Hurley’s follow up to ‘The Loney’, ‘Devil’s Day’ is a claustrophobic supernatural tale that speaks of the visceral ties of family, of superstition and mythology, and of the dark power of landscape. Located in a tiny hamlet on the Lancashire moors, and told in the present while also reaching deep into the past, the novel follows John Pentecost and his newly pregnant wife Kat who have returned to John’s family farm to mourn the loss of his grandfather. Their arrival coincides with the ritual of Devil’s Day, a potent ceremony which holds a dark significance for the tight-knit community and belies centuries of secrets and superstitions.
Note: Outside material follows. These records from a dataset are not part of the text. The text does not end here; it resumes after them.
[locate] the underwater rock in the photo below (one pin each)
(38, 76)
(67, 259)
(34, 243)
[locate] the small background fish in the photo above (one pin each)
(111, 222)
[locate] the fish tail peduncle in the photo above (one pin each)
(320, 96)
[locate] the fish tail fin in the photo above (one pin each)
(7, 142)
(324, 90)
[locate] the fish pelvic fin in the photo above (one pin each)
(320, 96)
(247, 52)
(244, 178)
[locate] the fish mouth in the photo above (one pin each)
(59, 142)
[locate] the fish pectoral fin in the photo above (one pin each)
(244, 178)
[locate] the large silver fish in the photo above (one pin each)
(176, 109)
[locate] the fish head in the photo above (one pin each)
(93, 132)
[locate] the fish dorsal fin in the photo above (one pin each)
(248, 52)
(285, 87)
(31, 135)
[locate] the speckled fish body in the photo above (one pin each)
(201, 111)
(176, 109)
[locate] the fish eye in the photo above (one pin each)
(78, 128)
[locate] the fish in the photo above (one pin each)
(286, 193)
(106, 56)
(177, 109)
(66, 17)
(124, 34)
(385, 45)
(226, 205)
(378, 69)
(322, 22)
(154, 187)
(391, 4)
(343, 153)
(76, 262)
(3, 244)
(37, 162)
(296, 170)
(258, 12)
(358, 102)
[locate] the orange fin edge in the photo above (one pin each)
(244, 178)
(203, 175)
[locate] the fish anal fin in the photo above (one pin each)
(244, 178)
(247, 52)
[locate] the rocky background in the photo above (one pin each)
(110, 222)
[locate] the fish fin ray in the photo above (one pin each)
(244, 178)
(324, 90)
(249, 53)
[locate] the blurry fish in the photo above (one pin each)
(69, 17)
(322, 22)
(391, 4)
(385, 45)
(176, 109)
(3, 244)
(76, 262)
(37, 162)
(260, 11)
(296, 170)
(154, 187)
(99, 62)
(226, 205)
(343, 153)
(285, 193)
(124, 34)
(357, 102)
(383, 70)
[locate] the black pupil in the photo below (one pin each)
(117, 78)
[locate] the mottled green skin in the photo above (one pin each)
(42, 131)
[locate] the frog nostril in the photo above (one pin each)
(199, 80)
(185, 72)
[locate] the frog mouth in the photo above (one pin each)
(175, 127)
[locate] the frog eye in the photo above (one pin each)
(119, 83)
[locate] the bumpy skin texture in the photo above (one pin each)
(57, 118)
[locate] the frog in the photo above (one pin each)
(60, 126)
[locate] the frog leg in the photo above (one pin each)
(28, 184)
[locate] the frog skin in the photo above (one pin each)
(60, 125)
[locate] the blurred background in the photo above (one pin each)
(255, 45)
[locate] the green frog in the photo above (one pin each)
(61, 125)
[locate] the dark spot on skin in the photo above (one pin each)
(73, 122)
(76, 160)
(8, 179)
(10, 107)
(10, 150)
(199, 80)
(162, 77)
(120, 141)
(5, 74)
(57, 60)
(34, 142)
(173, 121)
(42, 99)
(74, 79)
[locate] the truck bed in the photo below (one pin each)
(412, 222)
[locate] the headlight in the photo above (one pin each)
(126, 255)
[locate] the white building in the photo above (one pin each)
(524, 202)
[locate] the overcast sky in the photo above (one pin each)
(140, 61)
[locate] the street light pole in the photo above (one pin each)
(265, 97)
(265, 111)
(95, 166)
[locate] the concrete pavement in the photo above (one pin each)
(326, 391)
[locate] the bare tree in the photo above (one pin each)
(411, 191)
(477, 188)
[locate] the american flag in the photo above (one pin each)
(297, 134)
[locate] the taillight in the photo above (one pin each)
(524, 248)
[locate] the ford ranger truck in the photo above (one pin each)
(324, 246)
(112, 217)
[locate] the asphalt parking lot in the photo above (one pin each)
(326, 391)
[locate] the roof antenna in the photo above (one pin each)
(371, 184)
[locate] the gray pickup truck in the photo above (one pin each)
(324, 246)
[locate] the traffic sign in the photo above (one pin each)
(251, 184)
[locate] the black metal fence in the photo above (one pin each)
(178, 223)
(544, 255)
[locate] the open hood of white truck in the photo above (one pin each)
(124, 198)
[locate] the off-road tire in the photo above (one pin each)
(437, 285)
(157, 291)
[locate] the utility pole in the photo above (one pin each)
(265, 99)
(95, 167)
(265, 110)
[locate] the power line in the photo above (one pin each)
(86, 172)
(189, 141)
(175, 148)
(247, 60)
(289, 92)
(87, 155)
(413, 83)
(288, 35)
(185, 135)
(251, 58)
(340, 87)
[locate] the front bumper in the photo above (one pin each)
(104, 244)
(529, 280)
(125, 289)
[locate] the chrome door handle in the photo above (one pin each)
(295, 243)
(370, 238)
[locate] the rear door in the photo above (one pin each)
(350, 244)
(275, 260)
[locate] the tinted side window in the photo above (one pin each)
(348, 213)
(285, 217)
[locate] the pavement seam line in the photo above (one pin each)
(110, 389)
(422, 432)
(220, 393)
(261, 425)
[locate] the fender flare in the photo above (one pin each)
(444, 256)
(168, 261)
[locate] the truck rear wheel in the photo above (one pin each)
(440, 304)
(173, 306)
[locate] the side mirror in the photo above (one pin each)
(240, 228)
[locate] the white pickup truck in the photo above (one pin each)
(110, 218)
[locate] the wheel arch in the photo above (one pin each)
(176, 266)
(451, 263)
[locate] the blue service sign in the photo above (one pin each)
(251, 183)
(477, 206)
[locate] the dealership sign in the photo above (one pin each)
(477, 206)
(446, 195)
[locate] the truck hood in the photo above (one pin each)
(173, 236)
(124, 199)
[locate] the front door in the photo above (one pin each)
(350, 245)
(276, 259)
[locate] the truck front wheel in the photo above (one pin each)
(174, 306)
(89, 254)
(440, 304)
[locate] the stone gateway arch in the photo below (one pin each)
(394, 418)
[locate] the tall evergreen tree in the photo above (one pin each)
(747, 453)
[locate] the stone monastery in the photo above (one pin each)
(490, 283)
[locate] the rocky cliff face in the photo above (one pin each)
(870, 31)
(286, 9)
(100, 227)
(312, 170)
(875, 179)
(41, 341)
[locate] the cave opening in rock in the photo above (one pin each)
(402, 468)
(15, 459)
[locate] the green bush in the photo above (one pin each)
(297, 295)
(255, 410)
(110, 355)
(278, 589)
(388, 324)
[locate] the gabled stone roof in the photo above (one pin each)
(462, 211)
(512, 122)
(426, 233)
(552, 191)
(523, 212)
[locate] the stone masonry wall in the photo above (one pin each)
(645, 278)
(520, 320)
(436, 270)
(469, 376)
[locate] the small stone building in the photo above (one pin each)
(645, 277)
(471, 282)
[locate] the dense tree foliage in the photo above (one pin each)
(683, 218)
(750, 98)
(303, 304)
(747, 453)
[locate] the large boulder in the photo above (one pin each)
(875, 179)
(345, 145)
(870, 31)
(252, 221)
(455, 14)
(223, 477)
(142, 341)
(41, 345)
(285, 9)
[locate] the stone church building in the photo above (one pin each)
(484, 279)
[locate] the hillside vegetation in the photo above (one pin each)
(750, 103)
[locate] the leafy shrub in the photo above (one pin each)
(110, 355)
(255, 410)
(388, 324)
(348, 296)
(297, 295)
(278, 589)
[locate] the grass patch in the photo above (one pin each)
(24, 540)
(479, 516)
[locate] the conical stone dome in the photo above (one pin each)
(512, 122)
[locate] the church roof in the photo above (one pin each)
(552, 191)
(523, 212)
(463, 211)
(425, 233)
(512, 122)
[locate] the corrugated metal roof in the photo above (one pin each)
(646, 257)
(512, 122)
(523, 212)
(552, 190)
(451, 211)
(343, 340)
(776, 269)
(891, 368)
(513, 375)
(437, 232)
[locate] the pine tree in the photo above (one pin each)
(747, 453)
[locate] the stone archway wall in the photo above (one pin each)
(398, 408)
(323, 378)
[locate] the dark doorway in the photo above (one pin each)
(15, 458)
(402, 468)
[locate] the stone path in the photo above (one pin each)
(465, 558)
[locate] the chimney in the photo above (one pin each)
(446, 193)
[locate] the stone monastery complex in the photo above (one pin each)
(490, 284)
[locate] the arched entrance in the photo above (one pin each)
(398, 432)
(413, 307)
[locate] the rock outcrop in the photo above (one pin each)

As John and Kat are drawn into fermenting local tensions, and become entangled in buried horrors and haunted pasts, they feel a deep, violent undertow that suggests the Devil himself may be amongst them.
Andrew Michael Hurley “I’m absolutely delighted to be working on the screen adaptation of Devil’s Day with The Ink Factory. From the first meeting, it was clear that their vision of the relationship between the valley, moorland and the characters matched my own.”
Emma Broughton, Head of Development at The Ink Factory: “‘Andrew’s stunning novel offers extraordinary potential for adaptation: its beguiling, complex characters, compulsive narrative, and extraordinary evocation of landscape, match absolutely, in sensibility and ambition, our commitment to create brilliant, bold, and thrilling drama.”
Andrew’s debut novel, ‘The Loney’ won the Costa First Novel Award and the British Book Awards Book of the Year, has been sold in twenty territories, and sold over 150,000 copies across all formats in the UK. A feature film is currently in development with Film4, with Ink Factory’s The Night Manager writer, David Farr, adapting.
The deal was brokered by Luke Speed of Curtis Brown Group on behalf of Lucy Luck of C+W Literary Agency. Published by John Murray on the 19th of October, the rights are sold to HMH in the US and in Germany, Holland, France, Italy, Brazil and Finland so far.